To address this problem, the Air Force introduced the long-range navigation (loran) system into the equation. Loran defines the location of any strike site by determining its distance from a known location via the elapsed time of a dedicated radio signal between two or more points-providing much greater precision. The promise of using loran led the Air Force and the Aeronautical Chart and Information Center (ACIC) in St. Louis, Mo., an NGA predecessor, to take this possible solution a step further. The cartographers at ACIC took high-altitude photographs of Laos, Cambodia and Vietnam and broke them into sections, 10 miles square. Loran-directed RF-4Cs photographed each block, and the cartographers transferred the loran data to a series of photo maps, combining the high altitude work with the need to have accurate maps and charts.
The loran control points on the photomaps then went into a growing database along with other significant mission locations identified by the Air Force using those very same points. By 1971, the database became available for use at the 12th Reconnaissance Intelligence Technical Squadron at Tan Son Nhut airbase near Saigon. With accurate fixed points both on the photomaps and retrievable from the computer, the reconnaissance squadron could within 45 minutes accurately confirm the location of any strike point along the trail with a radio fix that related that location to the nearest known loran control point.
With this available combination of talent and technology, the photointerpreters began working with forward air controllers to address the immediate needs of any mission in progress with the new loran-driven tools. The controllers would have the photomaps in hand, with a special grid superimposed. They provided the location of a target or a successful strike as portrayed on their photomap to the technical squadron at Tan Son Nhut, along with the information supplied by the grid. The technical squadron could then supply the pilot with his loran position, both for his purpose and to revisit the point of attack later for evaluation and lessons learned.

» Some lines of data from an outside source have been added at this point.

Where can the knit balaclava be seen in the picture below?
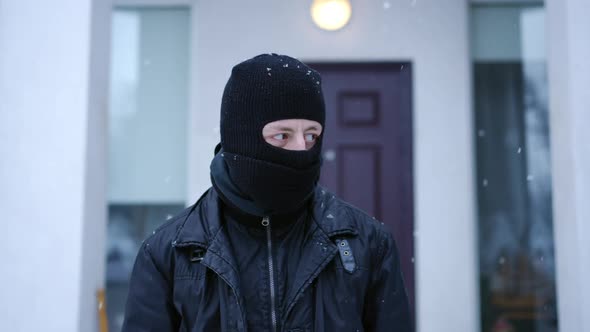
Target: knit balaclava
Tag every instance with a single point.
(261, 90)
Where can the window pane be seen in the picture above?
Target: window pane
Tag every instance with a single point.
(517, 264)
(147, 132)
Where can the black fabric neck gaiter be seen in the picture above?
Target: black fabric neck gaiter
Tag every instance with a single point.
(271, 189)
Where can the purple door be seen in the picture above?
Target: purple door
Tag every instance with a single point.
(368, 146)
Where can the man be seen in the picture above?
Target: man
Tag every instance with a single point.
(267, 249)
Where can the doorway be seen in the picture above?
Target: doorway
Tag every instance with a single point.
(368, 146)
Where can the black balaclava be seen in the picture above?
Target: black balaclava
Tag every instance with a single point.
(268, 179)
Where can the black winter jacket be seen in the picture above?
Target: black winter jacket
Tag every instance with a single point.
(348, 278)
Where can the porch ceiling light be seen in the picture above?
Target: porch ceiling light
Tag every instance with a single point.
(331, 15)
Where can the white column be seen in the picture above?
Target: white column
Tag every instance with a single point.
(52, 97)
(569, 84)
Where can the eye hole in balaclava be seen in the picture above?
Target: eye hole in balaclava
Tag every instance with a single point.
(292, 134)
(262, 90)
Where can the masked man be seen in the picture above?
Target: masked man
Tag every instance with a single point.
(266, 248)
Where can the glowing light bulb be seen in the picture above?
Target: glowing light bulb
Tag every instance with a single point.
(331, 15)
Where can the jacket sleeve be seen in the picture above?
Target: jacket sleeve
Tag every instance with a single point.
(149, 303)
(386, 304)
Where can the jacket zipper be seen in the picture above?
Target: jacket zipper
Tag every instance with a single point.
(273, 311)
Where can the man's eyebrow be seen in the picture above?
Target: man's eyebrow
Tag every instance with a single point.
(287, 129)
(312, 128)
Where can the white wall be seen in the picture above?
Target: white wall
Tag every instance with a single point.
(434, 36)
(50, 195)
(569, 79)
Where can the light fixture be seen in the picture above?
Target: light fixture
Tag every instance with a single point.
(331, 15)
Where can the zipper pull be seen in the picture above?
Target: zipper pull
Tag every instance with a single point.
(265, 221)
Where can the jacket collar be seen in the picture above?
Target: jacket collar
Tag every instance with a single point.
(202, 227)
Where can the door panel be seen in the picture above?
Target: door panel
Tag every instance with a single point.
(368, 146)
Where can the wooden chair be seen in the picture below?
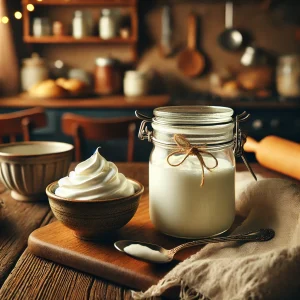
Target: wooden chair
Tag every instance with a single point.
(21, 123)
(87, 128)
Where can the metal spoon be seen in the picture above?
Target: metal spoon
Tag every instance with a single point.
(161, 255)
(231, 38)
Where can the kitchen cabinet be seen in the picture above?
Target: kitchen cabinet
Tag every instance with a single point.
(37, 8)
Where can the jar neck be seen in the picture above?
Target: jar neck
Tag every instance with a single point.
(199, 125)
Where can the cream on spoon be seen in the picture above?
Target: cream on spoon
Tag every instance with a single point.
(156, 254)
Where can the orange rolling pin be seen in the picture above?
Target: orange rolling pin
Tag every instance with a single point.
(276, 153)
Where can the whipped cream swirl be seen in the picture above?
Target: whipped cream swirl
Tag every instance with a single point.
(94, 179)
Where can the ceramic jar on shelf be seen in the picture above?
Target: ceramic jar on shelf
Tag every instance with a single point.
(34, 70)
(107, 77)
(109, 23)
(288, 76)
(136, 83)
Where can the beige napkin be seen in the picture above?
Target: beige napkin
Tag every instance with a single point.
(260, 270)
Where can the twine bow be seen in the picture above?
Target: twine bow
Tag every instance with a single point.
(186, 148)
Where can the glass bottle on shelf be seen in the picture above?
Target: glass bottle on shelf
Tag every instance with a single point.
(109, 23)
(34, 70)
(288, 76)
(80, 25)
(41, 27)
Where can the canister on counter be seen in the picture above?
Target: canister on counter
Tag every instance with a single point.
(192, 168)
(107, 77)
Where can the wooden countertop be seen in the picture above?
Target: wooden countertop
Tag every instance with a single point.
(88, 103)
(25, 276)
(122, 102)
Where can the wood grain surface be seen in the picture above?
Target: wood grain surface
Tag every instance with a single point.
(25, 276)
(93, 103)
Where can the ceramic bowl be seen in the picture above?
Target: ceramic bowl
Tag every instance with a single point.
(90, 219)
(26, 168)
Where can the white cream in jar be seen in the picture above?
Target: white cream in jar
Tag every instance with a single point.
(192, 168)
(180, 207)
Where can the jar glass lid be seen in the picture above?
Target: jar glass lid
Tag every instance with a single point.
(195, 114)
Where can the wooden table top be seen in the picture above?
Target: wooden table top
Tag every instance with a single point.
(25, 276)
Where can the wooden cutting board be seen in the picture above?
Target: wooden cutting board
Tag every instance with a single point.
(57, 243)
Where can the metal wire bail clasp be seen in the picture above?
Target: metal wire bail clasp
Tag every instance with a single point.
(240, 139)
(144, 132)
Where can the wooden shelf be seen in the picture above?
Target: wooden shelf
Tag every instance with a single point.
(110, 102)
(72, 40)
(106, 3)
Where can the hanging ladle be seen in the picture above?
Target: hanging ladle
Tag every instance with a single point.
(230, 39)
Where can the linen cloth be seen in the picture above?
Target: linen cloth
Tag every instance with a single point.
(254, 270)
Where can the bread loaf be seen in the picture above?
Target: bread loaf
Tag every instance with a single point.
(277, 154)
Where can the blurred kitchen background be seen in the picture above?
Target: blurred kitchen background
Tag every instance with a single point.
(129, 54)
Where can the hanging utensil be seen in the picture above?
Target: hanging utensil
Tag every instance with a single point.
(230, 39)
(190, 61)
(166, 34)
(254, 56)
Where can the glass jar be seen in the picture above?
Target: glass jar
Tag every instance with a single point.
(288, 76)
(41, 27)
(135, 84)
(80, 25)
(191, 170)
(34, 70)
(109, 23)
(108, 77)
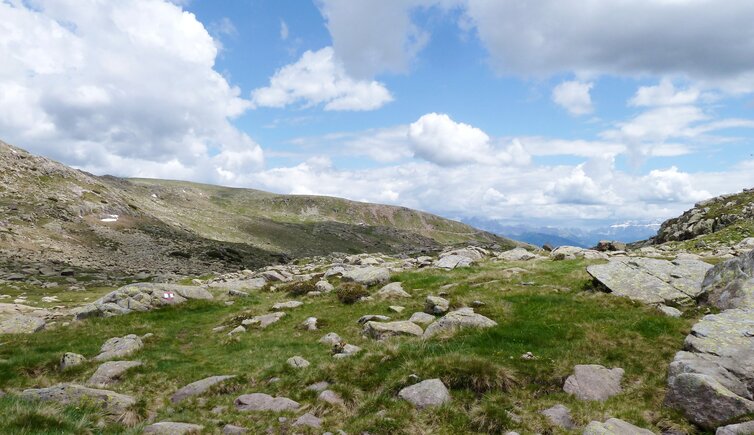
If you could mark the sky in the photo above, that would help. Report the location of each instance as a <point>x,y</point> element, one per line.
<point>554,112</point>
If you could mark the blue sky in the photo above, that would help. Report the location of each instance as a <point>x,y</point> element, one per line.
<point>562,113</point>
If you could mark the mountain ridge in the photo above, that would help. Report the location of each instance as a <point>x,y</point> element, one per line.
<point>54,213</point>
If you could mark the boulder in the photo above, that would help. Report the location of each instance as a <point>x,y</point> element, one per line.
<point>111,371</point>
<point>70,359</point>
<point>113,403</point>
<point>594,382</point>
<point>518,254</point>
<point>383,330</point>
<point>119,347</point>
<point>421,318</point>
<point>331,397</point>
<point>436,305</point>
<point>614,426</point>
<point>393,290</point>
<point>370,317</point>
<point>367,275</point>
<point>265,402</point>
<point>453,261</point>
<point>431,392</point>
<point>139,297</point>
<point>289,305</point>
<point>712,381</point>
<point>298,362</point>
<point>308,420</point>
<point>21,324</point>
<point>454,320</point>
<point>746,428</point>
<point>198,387</point>
<point>730,284</point>
<point>566,253</point>
<point>263,321</point>
<point>173,428</point>
<point>650,280</point>
<point>559,416</point>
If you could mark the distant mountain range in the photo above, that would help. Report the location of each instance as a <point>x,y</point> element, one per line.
<point>539,235</point>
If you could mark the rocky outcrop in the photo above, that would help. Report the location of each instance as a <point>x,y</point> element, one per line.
<point>198,387</point>
<point>650,280</point>
<point>594,382</point>
<point>707,217</point>
<point>431,392</point>
<point>730,284</point>
<point>383,330</point>
<point>139,297</point>
<point>614,426</point>
<point>712,381</point>
<point>459,319</point>
<point>113,403</point>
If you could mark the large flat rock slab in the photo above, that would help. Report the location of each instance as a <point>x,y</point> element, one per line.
<point>730,284</point>
<point>712,381</point>
<point>139,297</point>
<point>113,403</point>
<point>651,280</point>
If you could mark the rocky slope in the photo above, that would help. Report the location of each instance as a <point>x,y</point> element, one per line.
<point>732,213</point>
<point>51,214</point>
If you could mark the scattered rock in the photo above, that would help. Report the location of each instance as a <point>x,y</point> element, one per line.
<point>392,291</point>
<point>173,428</point>
<point>518,254</point>
<point>287,305</point>
<point>650,280</point>
<point>265,402</point>
<point>230,429</point>
<point>308,420</point>
<point>21,324</point>
<point>746,428</point>
<point>111,371</point>
<point>331,397</point>
<point>461,318</point>
<point>119,347</point>
<point>421,318</point>
<point>560,416</point>
<point>436,305</point>
<point>730,284</point>
<point>310,324</point>
<point>263,321</point>
<point>139,297</point>
<point>383,330</point>
<point>614,426</point>
<point>198,387</point>
<point>431,392</point>
<point>324,286</point>
<point>113,403</point>
<point>594,382</point>
<point>298,362</point>
<point>372,317</point>
<point>70,359</point>
<point>330,339</point>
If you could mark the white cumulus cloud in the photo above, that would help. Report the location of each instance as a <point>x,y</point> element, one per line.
<point>318,77</point>
<point>125,87</point>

Following the January 1973 Paris cease-fire agreement, PAVN had greatly expanded its logistics lifeline to the South, the Ho Chi Minh Trail. With the trail complex no longer subject to US air attacks, North Vietnam was shipping massive quantities of supplies and equipment southward--80,000 tons of military supplies in 1973 alone, including 27,000 tons of weapons, 6,000 tons of petroleum products, and 40,000 tons of rice. One hundred thousand fresh PAVN troops had marched down the trail to the South during 1973, and another 80,000 were on their way south during the first half of 1974. PAVN's troop strength in the South, decimated by the 1972 Easter offensive, now stood at its highest level of the war--400,000 full-time soldiers.

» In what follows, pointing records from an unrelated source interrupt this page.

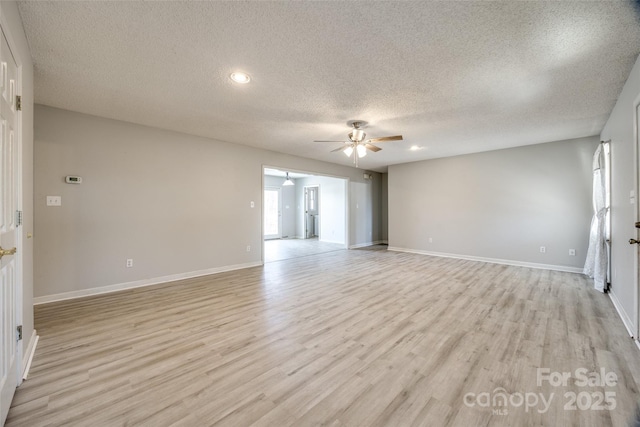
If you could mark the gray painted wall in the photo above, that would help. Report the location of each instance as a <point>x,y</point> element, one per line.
<point>500,205</point>
<point>288,194</point>
<point>174,203</point>
<point>9,11</point>
<point>620,130</point>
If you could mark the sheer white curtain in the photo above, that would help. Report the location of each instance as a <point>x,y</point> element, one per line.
<point>597,262</point>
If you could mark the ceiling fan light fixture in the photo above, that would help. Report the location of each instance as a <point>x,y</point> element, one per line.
<point>348,151</point>
<point>240,77</point>
<point>288,181</point>
<point>357,135</point>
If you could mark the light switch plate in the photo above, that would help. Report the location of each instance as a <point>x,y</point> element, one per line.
<point>54,201</point>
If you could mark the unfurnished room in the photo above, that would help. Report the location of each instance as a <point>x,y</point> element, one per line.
<point>301,213</point>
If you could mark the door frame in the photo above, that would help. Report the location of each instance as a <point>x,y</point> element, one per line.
<point>306,209</point>
<point>279,235</point>
<point>636,186</point>
<point>19,258</point>
<point>347,204</point>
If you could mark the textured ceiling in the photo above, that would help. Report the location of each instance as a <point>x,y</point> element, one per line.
<point>452,77</point>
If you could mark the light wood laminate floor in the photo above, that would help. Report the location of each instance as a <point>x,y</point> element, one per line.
<point>347,338</point>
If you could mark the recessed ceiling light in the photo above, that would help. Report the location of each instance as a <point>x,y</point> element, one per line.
<point>240,77</point>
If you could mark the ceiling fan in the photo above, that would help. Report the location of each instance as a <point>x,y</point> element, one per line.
<point>357,145</point>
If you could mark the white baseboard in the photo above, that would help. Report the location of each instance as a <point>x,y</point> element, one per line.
<point>140,283</point>
<point>623,314</point>
<point>364,245</point>
<point>331,241</point>
<point>28,355</point>
<point>490,260</point>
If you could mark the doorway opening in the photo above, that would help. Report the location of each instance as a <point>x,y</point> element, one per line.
<point>303,214</point>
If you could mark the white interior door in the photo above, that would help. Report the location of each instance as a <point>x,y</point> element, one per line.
<point>311,200</point>
<point>272,213</point>
<point>10,298</point>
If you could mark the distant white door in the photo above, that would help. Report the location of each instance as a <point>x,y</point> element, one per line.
<point>10,297</point>
<point>311,210</point>
<point>272,213</point>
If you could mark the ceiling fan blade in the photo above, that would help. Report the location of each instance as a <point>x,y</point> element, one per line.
<point>386,138</point>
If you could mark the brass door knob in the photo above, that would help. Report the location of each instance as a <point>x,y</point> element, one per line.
<point>4,252</point>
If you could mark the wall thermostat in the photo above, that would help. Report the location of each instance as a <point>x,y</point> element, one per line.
<point>71,179</point>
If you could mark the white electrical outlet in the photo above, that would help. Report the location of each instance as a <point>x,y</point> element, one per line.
<point>54,201</point>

By 1975,the NVA had matured into a modern mechanized force; to exploit this new capability, they upgraded the Ho Chi Minh Trail into a two-lane highway, paralleled by a pipeline with pumping stations for supplying fuel. This "trail" was supplemented by a network of east-west feeder roads, particularly in the I Corps area, that allowed the North Vietnamese to launch their attacks eastward with great rapidity from sanctuary positions close to the South Vietnamese positions. By attacking on a basically west-to-east axis, the NVA prevented the ARVN divisions in I and II Corps from concentrating their forces as they could have done if the NVA had been forced to launch their assault across the DMZ along a generally north-to-south axis.